SEÑOR DIRECTOR

La preocupación por la migración y su posible impacto presupuestario, laboral, habitacional e incluso sobre las costumbres reaparece cuando algunos (posiblemente muchos) sienten que alguien más puede beneficiarse indebidamente de vivir en Chile. Primero fueron los peruanos, luego los colombianos y ahora los haitianos. El debate serio, basado en información, evidencia la necesidad de modernizar la legislación, avanzar con mecanismos de protección social a quienes migran e instalar condiciones claras para su contratación. Lo que tenemos es insuficiente y permite todo tipo de precariedades.

El debate basado en mitos niega la información, consolida estereotipos, aumenta ansiedades y refleja incomodidad frente al otro. Pero seamos claros: el otro que incomoda es pobre y negro. Pocas fueron las voces de preocupación frente a la migración española o argentina en épocas de la crisis. El problema no es la migración sino el racismo y el clasismo. Tal vez por muchos años se pensó que Chile era el país más europeo de América Latina; las políticas definían que más que el vecindario lo importante eran los países "like minded" entre los que extrañamente señalábamos a Australia, cuando no Finlandia. Eso ha afectado la visión de lo que somos. Y digo somos, porque pese a ser migrante y mantener mis raíces, soy parte de esta sociedad que valoro por su diversidad.

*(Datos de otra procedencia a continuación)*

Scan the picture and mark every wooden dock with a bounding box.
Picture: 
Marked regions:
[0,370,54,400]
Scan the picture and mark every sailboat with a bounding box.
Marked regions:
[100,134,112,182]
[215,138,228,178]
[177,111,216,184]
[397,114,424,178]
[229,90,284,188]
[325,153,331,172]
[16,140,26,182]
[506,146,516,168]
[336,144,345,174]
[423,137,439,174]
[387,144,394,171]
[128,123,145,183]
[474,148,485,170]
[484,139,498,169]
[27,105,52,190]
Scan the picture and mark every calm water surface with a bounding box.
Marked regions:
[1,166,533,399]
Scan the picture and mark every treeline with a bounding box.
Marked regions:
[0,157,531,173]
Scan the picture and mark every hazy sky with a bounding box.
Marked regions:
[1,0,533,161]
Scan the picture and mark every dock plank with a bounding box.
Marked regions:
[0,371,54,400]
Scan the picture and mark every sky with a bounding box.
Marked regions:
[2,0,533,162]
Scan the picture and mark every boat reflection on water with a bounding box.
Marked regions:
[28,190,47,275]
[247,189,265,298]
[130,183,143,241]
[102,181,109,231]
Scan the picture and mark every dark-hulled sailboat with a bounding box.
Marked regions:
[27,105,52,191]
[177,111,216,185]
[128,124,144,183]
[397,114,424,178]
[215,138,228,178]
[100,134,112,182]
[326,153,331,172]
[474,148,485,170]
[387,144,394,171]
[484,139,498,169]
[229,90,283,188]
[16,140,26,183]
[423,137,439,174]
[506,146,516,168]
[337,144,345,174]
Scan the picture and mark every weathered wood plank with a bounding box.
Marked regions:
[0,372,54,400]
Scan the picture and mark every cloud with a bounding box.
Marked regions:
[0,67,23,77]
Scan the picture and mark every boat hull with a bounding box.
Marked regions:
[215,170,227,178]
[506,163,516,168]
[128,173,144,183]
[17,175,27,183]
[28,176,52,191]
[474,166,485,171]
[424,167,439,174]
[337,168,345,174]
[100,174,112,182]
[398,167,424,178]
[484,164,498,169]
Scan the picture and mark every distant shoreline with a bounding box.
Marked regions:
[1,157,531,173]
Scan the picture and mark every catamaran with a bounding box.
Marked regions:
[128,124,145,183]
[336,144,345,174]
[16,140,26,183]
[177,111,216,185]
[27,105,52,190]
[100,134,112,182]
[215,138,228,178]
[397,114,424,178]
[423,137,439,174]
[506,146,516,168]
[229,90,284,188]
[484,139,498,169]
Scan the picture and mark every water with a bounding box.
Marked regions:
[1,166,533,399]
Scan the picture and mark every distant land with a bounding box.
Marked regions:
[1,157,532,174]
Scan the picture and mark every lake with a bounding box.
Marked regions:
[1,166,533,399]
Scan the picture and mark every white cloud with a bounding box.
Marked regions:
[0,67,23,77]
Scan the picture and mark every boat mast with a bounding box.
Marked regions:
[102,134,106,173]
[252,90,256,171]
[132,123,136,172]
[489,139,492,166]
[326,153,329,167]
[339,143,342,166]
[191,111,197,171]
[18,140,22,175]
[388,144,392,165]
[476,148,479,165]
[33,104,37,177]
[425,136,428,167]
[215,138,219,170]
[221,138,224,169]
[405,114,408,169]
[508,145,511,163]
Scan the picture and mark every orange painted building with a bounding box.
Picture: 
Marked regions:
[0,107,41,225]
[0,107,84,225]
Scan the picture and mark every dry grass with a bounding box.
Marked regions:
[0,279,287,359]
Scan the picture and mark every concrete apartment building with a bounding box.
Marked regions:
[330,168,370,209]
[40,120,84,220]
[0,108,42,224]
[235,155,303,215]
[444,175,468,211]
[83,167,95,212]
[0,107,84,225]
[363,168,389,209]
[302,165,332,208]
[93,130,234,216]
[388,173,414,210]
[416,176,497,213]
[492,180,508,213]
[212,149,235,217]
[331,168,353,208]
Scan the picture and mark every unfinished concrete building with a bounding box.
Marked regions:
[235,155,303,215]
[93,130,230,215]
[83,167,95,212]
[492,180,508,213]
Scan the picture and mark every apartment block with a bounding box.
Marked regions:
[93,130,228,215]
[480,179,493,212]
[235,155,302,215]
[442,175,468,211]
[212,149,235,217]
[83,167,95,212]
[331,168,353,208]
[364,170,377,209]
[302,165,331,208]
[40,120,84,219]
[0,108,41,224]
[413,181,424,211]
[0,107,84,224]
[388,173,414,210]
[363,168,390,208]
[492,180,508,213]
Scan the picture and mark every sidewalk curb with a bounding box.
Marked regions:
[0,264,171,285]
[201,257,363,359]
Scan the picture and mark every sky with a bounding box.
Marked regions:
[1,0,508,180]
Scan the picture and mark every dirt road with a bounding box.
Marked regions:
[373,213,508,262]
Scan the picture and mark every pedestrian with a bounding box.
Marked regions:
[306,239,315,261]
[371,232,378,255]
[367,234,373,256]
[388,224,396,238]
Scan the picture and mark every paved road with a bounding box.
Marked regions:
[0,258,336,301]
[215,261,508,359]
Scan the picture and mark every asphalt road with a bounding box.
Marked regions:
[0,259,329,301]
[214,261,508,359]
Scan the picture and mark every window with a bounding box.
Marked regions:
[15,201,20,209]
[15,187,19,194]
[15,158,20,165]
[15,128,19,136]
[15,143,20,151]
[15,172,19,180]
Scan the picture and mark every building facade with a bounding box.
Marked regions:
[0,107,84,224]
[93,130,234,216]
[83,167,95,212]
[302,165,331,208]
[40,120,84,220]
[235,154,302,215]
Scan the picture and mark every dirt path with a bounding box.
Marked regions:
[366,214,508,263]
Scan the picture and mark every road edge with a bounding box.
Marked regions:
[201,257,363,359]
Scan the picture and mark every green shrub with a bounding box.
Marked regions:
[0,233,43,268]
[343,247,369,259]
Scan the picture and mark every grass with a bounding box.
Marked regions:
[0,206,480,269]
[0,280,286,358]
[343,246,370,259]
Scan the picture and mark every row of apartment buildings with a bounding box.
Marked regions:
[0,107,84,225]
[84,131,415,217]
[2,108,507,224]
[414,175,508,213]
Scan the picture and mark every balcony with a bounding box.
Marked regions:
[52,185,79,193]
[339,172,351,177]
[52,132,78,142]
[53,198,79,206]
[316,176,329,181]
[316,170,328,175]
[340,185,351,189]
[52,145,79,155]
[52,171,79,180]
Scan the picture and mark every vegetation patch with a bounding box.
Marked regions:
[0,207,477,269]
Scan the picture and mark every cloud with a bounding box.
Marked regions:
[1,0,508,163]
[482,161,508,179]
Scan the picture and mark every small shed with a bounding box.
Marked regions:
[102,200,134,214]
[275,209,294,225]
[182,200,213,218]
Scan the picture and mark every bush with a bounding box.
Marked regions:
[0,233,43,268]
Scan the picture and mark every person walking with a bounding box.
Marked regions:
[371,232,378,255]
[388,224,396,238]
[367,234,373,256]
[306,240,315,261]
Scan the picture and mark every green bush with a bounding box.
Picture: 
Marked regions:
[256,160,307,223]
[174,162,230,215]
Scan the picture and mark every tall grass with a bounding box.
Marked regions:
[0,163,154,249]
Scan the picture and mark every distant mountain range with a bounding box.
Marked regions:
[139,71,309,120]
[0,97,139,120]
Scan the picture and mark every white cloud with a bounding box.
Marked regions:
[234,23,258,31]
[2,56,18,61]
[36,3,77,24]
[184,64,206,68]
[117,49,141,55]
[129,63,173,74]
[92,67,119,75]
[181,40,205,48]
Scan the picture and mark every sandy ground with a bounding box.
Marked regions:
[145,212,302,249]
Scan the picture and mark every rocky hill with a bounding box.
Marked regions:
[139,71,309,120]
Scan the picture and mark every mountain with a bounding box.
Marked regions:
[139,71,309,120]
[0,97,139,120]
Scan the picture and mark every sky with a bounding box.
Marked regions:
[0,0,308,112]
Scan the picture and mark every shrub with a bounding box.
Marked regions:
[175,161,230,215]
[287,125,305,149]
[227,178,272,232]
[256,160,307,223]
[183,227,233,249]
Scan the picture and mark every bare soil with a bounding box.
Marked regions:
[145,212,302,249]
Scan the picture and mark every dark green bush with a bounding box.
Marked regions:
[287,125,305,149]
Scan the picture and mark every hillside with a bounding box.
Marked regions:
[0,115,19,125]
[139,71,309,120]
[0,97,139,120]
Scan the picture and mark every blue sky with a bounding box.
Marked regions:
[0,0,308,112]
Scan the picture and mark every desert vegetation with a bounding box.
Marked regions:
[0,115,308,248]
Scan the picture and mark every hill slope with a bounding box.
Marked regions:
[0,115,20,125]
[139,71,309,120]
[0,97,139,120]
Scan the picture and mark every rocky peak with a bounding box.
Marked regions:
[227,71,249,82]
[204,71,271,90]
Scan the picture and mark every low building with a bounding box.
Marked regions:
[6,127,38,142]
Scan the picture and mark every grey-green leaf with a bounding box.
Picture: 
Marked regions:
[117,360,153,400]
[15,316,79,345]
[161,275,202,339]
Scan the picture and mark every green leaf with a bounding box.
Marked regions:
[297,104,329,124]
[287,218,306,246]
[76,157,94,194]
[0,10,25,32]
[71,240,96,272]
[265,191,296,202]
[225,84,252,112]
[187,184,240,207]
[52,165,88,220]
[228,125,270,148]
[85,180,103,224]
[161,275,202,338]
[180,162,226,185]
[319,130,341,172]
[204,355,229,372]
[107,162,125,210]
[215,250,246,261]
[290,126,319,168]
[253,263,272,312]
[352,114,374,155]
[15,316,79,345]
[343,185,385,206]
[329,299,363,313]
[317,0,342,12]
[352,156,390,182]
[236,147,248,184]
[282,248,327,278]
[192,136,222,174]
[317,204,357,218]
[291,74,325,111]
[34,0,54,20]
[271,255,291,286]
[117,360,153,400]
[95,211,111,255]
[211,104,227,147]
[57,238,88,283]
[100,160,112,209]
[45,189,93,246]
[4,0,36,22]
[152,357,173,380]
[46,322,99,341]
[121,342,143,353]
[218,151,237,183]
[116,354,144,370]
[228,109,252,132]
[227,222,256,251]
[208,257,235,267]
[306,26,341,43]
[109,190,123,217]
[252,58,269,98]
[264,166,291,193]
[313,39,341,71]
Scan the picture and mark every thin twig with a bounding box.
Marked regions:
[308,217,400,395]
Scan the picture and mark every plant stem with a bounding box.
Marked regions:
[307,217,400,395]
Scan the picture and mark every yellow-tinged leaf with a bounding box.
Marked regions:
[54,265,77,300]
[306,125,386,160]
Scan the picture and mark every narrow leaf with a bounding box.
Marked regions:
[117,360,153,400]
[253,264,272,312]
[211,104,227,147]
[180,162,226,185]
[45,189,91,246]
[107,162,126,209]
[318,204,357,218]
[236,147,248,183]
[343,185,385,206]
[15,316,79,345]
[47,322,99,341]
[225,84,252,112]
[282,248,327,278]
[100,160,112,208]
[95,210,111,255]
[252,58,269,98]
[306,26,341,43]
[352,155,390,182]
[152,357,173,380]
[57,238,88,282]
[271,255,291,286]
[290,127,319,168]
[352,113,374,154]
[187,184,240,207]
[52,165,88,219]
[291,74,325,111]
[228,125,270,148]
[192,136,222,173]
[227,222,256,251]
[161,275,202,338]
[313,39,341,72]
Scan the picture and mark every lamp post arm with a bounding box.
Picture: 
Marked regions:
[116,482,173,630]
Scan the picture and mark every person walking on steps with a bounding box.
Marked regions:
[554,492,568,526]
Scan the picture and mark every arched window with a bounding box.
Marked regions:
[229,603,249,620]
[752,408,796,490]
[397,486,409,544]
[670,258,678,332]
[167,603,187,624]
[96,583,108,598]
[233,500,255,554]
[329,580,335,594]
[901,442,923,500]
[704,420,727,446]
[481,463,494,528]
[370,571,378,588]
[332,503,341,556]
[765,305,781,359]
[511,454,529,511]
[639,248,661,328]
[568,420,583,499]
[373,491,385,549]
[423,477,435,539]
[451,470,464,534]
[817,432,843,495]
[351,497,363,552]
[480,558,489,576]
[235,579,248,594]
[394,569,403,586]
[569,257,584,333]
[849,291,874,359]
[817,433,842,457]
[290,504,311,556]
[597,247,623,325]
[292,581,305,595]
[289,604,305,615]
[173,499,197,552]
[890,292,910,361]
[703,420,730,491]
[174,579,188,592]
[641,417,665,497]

Para el debate de las percepciones no hay dato que sirva. El proceso será lento y requiere educación en la diversidad, reconocimiento -sin temor- de la importancia del otro, políticas claras y, sobre todo, más espacios de intercambio. Esas son las prioridades reales que afectan a quienes vivimos en Chile y a los que llegarán. Porque si algo es innegable es que los procesos migratorios son imparables en el mundo y Chile hace rato dejó de pensarse como una isla.